Ogni giorno dopo la messa i cattolici in Ucraina fanno memoria della via crucis di Gesù e intonano un canto che ripercorre la sua passione. Stazione dopo stazione. “È il simbolo della sofferenza del popolo ucraino. Sono le realtà diverse e dolorose che vivono le persone. Le famiglie che non hanno più notizie dei loro cari impegnati sul fronte. I soldati che sono morti sul fronte. I giovani feriti e con corpi mutilati per sempre. Gli sfollati senza casa. La nostra crucis non è una riflessione teologica. È composta dalla vita delle nostre persone. Si può toccare con mano. Ogni stazione per noi ha un significato, un volto, una situazione”. A parlare è mons. Oleksandr Yazlovetskyi, vescovo ausiliare della diocesi di Kyiv-Zhytomyr e presidente di Caritas-Spes. Il Sir lo ha raggiunto telefonicamente per chiedergli come si sta vivendo in Ucraina il periodo quaresimale alla vigilia del 24 febbraio, il giorno in cui due anni fa, ebbe inizio l’invasione delle forze russe su tutto il territorio ucraino. “Capiamo cosa significa essere umili – racconta - quando vediamo piangere le famiglie ai funerali. Proprio ieri ho celebrato la messa per un ragazzo ucciso sul fronte. Mi ha chiamato il fratello, dicendo che a giorni arriverà la salma. Che parole dire? Non ci sono parole, solo silenzio”.

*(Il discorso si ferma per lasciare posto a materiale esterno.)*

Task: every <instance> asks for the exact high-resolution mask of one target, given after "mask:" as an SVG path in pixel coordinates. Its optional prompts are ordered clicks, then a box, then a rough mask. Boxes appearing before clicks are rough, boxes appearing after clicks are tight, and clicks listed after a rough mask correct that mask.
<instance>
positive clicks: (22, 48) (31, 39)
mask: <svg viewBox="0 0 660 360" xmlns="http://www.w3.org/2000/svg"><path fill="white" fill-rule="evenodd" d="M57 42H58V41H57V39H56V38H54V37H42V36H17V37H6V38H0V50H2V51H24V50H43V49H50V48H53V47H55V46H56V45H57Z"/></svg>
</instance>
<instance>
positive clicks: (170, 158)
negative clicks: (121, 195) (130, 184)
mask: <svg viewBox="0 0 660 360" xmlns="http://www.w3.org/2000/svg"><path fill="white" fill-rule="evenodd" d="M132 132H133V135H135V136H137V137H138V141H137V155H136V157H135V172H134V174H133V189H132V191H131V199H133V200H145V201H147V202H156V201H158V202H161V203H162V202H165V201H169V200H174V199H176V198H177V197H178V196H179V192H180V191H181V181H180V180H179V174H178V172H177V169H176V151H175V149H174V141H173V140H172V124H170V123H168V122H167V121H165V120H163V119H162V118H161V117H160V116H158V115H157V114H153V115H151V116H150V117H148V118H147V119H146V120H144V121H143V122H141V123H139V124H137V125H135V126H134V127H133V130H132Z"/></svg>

“Ogni attacco che fanno i russi, ogni missile che viene lanciato, ogni drone che passa, diventa una stazione della via crucis”. “Quando partono le sirene in tutto il paese – racconta mons. Yazlovetskyi - subito dopo andiamo a leggere le notizie per sapere quale città è stata colpita e dove è caduto il missile. Si contano i morti e i feriti. 10 morti, 20 morti, 25 morti…si scava tra le macerie nella speranza di trovare qualcuno ancora vivo. Ogni attacco dei russi diventa per noi una stazione della via crucis. Gesù che sale sul calvario, Gesù che cade ed è ferito. Gesù che porta la Croce. Ogni bombardamento è come una stazione dove si prega e si piange”. Il vescovo confida di aver molto pensato a cosa dire sapendo di questa intervista al Sir. “Spesso mi chiedono come si sentono gli ucraini. Rispondo: le persone parlano di grande stanchezza e confessano anche di sentirsi un po’ soli in questa prova”. “Certo sappiamo che ci sono i paesi che ci sostengono”, aggiunge. “Ma questo sostegno assomiglia ad una arena dove combattono due gladiatori. Ci sono quelli che tifano per uno e quelli che tifano per l'altro. E quando i nostri alleati vedono che stiamo perdendo, gettano nell’arena le armi che ci servono, ma su quel campo a combattere siamo noi e siamo soli. Ci sentiamo così, come gladiatori in un’arena”.
“In Quaresima siamo invitati ad entrare con Gesù nel deserto”, spiega il vescovo. “Non è un luogo di piacere. È un tempo di prove e anche di tentazioni. È un luogo difficile dove stare. Da due anni come popolo ucraino siamo in questo deserto che è la guerra. Ci sentiamo tristi, soli, stanchi. Più passa il tempo, più le persone, anche quelle che credono, vedono che dal punto di vista umano la soluzione non esiste. Come nel deserto, siamo privati degli amici, delle persone care, del cibo e delle comodità che avevamo prima. Come in un deserto, camminiamo tra le dune ma non ne vediamo la fine. A volte sembra di scorgere all’orizzonte una via di uscita ma poi ci accorgiamo che quella visione era solo un miraggio. Come è arrivato, sparisce”. Ma proprio quando tutto intorno crolla e i piedi affondano nella sabbia, “Dio ci porta nel deserto perchè ci vuole insegnare una cosa. Questa esperienza ci aiuta a capire quali sono le cose essenziali della vita. Ci chiede di entrare in una relazione più profonda con Lui e ci dice che dobbiamo poggiare la nostra fiducia su di Lui”. Preghiere, digiuni, ma anche lacrime e privazioni forzate, “tutto è per la pace nel nostro paese e nei paesi dove ci sono le guerre”. “C’è rabbia ma non c’è odio. Non ho mai sentito dar voce a parole di odio. Mai. Quello che vogliamo è la pace, però una pace giusta. Aiutate l'Ucraina a fermare la guerra. Ma chiediamo anche: per cosa sono morte tutte queste persone? È giusto che chi ha causato tutta questa distruzione, non deve dare conto a nessuno delle proprie azioni? Una pace duratura e solida può essere solo una pace giusta”.